Sans oublier le risque de ce qu’on appelle l’«équité négative», c’est-à-dire lorsque le solde qui reste à payer par le client est supérieur à la valeur réelle du véhicule. Exemple: vous achetez un véhicule de 20 000 $ avec des paiements échelonnés sur 96 mois. Après 4 ans, le véhicule a perdu de la valeur et ne vaut plus que 8 000 $, mais il vous reste encore 10 000 $ à payer pour vous acquitter de votre dette.

Les crédits à risque

L’autre problème soulevé par ce rapport, c’est l’augmentation des prêts à risque, offerts à des personnes dont l’historique de crédit ne permet pas de profiter d’un financement à un taux «ordinaire» (de 0 à 8 %). Actuellement, de 25 à 35 % du financement automobile au Canada entre dans la catégorie «à risque», c’est-à-dire avec des taux d’intérêt élevés (12 à 28 %) et, souvent, des frais supplémentaires ajoutés par des prêteurs peu scrupuleux.

Dans certains cas, le coût du financement à risque peut égaler celui de l’auto elle-même, ce qui veut dire que, si on achète une auto à 20 000 $, on doit ajouter 20 000 $ de frais d’intérêt et de frais additionnels (assurance, dette précédente, etc.), ce qui porte le coût total de la voiture à 40 000 $ à la fin du prêt.

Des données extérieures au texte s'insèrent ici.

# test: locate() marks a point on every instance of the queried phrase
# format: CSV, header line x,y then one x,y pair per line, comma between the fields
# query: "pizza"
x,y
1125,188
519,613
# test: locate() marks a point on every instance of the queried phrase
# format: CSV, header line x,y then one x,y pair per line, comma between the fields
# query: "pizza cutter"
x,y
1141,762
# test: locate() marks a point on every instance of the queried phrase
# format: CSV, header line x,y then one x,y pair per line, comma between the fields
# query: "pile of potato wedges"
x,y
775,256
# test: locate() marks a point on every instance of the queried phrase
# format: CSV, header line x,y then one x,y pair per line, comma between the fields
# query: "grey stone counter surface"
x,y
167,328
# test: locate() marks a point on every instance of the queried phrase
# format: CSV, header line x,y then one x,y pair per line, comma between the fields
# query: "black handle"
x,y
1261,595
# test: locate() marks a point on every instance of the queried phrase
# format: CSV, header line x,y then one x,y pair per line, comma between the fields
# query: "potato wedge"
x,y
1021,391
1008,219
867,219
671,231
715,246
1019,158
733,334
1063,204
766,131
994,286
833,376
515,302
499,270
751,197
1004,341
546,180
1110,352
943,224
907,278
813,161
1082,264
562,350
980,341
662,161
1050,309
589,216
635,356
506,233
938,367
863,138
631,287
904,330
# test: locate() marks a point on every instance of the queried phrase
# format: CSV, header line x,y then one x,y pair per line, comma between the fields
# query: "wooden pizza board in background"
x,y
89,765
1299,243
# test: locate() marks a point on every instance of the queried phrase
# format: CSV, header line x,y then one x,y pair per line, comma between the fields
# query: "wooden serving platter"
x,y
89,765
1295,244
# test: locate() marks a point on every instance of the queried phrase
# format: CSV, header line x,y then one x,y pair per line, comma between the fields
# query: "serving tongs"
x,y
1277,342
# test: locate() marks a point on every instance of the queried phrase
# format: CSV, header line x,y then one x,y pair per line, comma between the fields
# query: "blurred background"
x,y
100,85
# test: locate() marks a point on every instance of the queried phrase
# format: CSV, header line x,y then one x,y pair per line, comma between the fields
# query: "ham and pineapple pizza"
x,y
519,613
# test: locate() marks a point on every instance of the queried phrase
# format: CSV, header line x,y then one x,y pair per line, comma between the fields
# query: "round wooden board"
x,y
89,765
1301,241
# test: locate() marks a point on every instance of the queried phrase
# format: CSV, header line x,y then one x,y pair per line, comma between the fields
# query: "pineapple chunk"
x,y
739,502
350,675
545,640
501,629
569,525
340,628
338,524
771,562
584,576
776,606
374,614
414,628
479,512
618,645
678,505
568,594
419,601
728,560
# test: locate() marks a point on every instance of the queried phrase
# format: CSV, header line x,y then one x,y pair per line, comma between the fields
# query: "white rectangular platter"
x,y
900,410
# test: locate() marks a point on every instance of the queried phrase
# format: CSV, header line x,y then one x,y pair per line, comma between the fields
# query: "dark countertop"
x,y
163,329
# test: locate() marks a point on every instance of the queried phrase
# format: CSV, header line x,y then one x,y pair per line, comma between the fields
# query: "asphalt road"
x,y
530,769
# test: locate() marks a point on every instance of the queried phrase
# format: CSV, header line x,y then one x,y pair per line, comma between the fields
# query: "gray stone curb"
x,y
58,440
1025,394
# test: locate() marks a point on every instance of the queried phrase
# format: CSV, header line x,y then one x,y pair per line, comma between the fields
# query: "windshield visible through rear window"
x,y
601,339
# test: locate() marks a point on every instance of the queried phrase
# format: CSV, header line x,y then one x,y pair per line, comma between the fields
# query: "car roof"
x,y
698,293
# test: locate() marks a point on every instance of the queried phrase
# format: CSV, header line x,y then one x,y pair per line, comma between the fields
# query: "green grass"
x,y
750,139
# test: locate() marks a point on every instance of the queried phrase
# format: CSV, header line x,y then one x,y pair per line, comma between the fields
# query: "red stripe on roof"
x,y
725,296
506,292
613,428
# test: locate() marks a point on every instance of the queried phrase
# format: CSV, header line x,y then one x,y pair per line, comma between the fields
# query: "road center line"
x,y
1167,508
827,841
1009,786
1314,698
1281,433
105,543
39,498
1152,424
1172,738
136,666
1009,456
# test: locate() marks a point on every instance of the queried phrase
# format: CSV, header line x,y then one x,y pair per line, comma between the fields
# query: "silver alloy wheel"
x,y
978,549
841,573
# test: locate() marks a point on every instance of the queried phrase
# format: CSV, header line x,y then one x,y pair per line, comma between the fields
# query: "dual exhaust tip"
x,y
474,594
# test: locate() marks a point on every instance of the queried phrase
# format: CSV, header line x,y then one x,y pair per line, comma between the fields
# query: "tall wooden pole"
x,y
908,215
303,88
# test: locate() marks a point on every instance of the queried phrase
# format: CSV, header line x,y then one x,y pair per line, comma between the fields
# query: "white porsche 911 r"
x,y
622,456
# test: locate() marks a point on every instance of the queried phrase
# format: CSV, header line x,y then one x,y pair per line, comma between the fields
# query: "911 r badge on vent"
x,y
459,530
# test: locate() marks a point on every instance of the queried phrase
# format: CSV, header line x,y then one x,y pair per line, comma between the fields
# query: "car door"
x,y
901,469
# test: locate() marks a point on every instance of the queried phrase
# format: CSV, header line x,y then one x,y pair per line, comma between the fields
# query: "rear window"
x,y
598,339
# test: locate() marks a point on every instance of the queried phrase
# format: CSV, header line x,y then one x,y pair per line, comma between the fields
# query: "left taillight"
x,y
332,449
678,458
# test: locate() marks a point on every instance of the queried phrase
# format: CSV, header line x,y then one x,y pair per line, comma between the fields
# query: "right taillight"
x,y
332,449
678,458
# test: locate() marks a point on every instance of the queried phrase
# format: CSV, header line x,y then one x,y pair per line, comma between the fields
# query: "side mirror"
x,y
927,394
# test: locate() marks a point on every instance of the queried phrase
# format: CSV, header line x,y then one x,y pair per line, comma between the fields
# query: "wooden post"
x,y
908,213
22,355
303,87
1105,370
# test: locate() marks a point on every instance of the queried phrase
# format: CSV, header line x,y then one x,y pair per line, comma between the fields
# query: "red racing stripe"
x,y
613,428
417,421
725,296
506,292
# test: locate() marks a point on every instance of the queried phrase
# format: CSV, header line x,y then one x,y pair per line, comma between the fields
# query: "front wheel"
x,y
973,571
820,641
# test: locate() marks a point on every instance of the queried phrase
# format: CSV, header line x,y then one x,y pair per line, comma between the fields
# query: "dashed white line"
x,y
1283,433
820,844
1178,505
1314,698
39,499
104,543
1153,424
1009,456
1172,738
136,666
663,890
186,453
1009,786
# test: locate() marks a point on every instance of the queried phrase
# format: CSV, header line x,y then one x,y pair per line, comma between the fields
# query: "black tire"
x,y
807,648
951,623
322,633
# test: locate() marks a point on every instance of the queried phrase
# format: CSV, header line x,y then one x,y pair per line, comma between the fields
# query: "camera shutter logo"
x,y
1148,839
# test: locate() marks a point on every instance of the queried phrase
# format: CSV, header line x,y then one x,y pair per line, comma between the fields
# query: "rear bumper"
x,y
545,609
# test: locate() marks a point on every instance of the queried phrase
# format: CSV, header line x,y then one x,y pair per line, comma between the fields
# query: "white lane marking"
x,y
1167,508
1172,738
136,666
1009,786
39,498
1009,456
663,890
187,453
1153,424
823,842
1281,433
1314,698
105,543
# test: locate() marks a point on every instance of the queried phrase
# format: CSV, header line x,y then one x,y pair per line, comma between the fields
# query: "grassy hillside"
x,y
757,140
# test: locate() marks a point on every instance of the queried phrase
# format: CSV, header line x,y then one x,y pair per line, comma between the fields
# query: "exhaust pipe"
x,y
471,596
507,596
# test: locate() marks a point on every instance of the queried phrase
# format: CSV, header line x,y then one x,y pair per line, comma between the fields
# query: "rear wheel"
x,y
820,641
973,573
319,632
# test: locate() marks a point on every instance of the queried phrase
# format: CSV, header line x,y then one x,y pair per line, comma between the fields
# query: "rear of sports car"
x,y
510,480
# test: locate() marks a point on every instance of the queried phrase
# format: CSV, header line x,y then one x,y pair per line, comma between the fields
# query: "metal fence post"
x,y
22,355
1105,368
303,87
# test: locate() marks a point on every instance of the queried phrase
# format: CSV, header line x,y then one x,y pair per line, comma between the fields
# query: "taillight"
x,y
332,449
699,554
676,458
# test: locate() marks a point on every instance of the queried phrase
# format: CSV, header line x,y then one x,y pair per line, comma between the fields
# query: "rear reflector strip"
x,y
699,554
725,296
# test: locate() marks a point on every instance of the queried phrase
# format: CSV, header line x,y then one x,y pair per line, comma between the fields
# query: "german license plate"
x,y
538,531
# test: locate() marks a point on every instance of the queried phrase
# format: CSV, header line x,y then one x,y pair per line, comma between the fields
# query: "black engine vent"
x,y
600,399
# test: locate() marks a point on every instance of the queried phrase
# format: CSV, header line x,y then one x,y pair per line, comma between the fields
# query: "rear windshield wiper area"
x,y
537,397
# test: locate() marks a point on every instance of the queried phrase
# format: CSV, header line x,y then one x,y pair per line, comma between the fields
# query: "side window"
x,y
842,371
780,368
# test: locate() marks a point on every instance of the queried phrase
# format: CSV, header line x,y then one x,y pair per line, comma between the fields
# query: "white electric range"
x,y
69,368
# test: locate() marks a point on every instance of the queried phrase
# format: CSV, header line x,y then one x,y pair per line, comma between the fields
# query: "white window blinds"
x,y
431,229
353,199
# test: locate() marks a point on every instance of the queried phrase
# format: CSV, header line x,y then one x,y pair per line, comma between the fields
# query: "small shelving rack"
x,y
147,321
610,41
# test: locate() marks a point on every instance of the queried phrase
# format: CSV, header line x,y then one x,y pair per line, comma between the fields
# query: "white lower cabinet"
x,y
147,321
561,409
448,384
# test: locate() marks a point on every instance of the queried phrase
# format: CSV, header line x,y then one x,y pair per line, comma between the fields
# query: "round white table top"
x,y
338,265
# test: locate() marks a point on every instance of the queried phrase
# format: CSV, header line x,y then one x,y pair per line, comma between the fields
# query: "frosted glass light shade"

Ces prêts, souvent souscrits pour acheter un véhicule d’occasion, peuvent être refinancés par des «prédateurs prêteurs» lorsque le client n’a pas encore remboursé la totalité de son prêt, mais qu’il souhaite acheter une nouvelle auto. Le prêteur lui proposera alors d’ajouter la dette restante au prêt de la nouvelle voiture.

Interdite par la Loi sur la protection du consommateur au Québec, cette pratique est malheureusement une réalité. «Les prêteurs ajoutent une fausse garantie prolongée ou augmentent le prix de l’auto pour cacher la dette de l’ancien véhicule, parfois avec la complicité du client», précise George Iny.

Le risque d’une crise de l’endettement

Comme ça a été le cas dans le secteur de l’immobilier aux États-Unis, les consommateurs canadiens ne pourront pas s’endetter indéfiniment. Lorsque tous ceux qui achètent des autos à crédit auront souscrit un prêt de longue durée, il n’y aura plus personne pour racheter de nouveaux véhicules! Une remontée des taux d’intérêt pourrait aussi ralentir les ventes au pays.

Tout cela pourrait engendrer un ralentissement ou une crise du secteur automobile qui pourrait avoir des conséquences néfastes sur l’ensemble de l’économie du pays. Mais ce n’est pas uniquement pour cette raison que les consommateurs devraient systématiquement refuser un prêt longue durée.

«Un prêt de 84 ou 96 mois à 0 % d’intérêt n’est pas forcément mauvais. Avec plus d’argent disponible chaque mois, les consommateurs peuvent investir les économies réalisées dans des placements, par exemple. Mais ce n’est pas ce que nous observons. Les gens achètent souvent un véhicule plus gros et plus cher [que ce qu’ils ont les moyens de payer]», conclut George Iny.

Pour éviter une crise dans le monde de l’automobile, le rapport préconise, entre autres choses, la création d’un organisme indépendant de régulation pour éviter les prêts frauduleux, la limitation des sommes refinancées pour éviter le surendettement et la vérification systématique des revenus et des exigences de paiement.